Borrowings under the Facilities are subject to, among other things, a minimum borrowing/collateral base and substantially all of the Company’s assets are pledged as collateral under the Facilities. In addition, the Facilities require the Company to, among other things: (i) make representations and warranties regarding the collateral as well the Company’s business and operations; (ii) agree to certain indemnification obligations; and (iii) agree to comply with various affirmative and negative covenants.
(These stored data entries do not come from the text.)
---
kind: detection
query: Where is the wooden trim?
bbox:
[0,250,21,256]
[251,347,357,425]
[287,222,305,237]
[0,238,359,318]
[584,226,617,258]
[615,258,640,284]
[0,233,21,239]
The documentation for each of the Facilities also includes default provisions such as the failure to make timely payments under the Facilities, the occurrence of a change in control and the failure by the Company to materially perform under the operative agreements governing the Facilities, which, if not complied with, could accelerate repayment under the Facilities, thereby materially and adversely affecting the Company’s liquidity, financial condition and results of operations.

 

The foregoing description of the Revolver Amendment does not purport to be complete and is qualified in its entirety by reference to the full text of the Revolver Amendment attached hereto as Exhibit 10.1.

 

The foregoing description of the Term Loan Amendment does not purport to be complete and is qualified in its entirety by reference to the full text of the Term Loan Amendment attached hereto as Exhibit 10.2.

 

 

Item 2.03       Creation of a Direct Financial Obligation or an Obligation under an Off-Balance Sheet Arrangement of a Registrant.

 

The information set forth under Item 1.01 of this current report on Form 8-K is hereby incorporated in this Item 2.03 by reference.

 

Item 9.01       Financial Statements and Exhibits.

 

(d)Exhibits.

 

Exhibit
No.
  Description
     
10.1   Amendment No. 1 to Amended and Restated Senior Secured Revolving Credit Agreement, dated as of September 16, 2016, by and among the Company as borrower, MCC Investment Holdings LLC, MCC Investment Holdings Sendero LLC, MCC Investment Holdings RT1 LLC, MCC Investment Holdings Omnivere LLC, MCC Investment Holdings Amvestar, LLC, and MCC Investment Holdings AAR, LLC, as subsidiary guarantors, the Lenders party thereto and ING Capital LLC, as Administrative Agent.
     
10.2   Amendment No. 1 to Amended and Restated Senior Secured Term Loan Credit Agreement dated as of September 16, 2016, by and among the Company as borrower, MCC Investment Holdings LLC, MCC Investment Holdings Sendero LLC, MCC Investment Holdings RT1 LLC, MCC Investment Holdings Omnivere LLC, MCC Investment Holdings Amvestar, LLC, and MCC Investment Holdings AAR, LLC, as subsidiary guarantors, the Lenders party thereto and ING Capital LLC, as Administrative Agent.

 

 

SIGNATURE

 

Pursuant to the requirements of the Securities Exchange Act of 1934, the Registrant has duly caused this report to be signed on its behalf by the undersigned hereunto duly authorized.

 

Date: September 22, 2016 MEDLEY CAPITAL CORPORATION
   
  By:  /s/ Richard T. Allorto
   

Name: Richard T. Allorto

Title: Chief Financial Officer

 

 

 

EXHIBIT INDEX

 

Exhibit
No.
  Description
     
10.1   Amendment No. 1 to Amended and Restated Senior Secured Revolving Credit Agreement, dated as of September 16, 2016, by and among the Company as borrower, MCC Investment Holdings LLC, MCC Investment Holdings Sendero LLC, MCC Investment Holdings RT1 LLC, MCC Investment Holdings Omnivere LLC, MCC Investment Holdings Amvestar, LLC, and MCC Investment Holdings AAR, LLC, as subsidiary guarantors, the Lenders party thereto and ING Capital LLC, as Administrative Agent.
     
10.2   Amendment No. 1 to Amended and Restated Senior Secured Term Loan Credit Agreement dated as of September 16, 2016, by and among the Company as borrower, MCC Investment Holdings LLC, MCC Investment Holdings Sendero LLC, MCC Investment Holdings RT1 LLC, MCC Investment Holdings Omnivere LLC, MCC Investment Holdings Amvestar, LLC, and MCC Investment Holdings AAR, LLC, as subsidiary guarantors, the Lenders party thereto and ING Capital LLC, as Administrative Agent.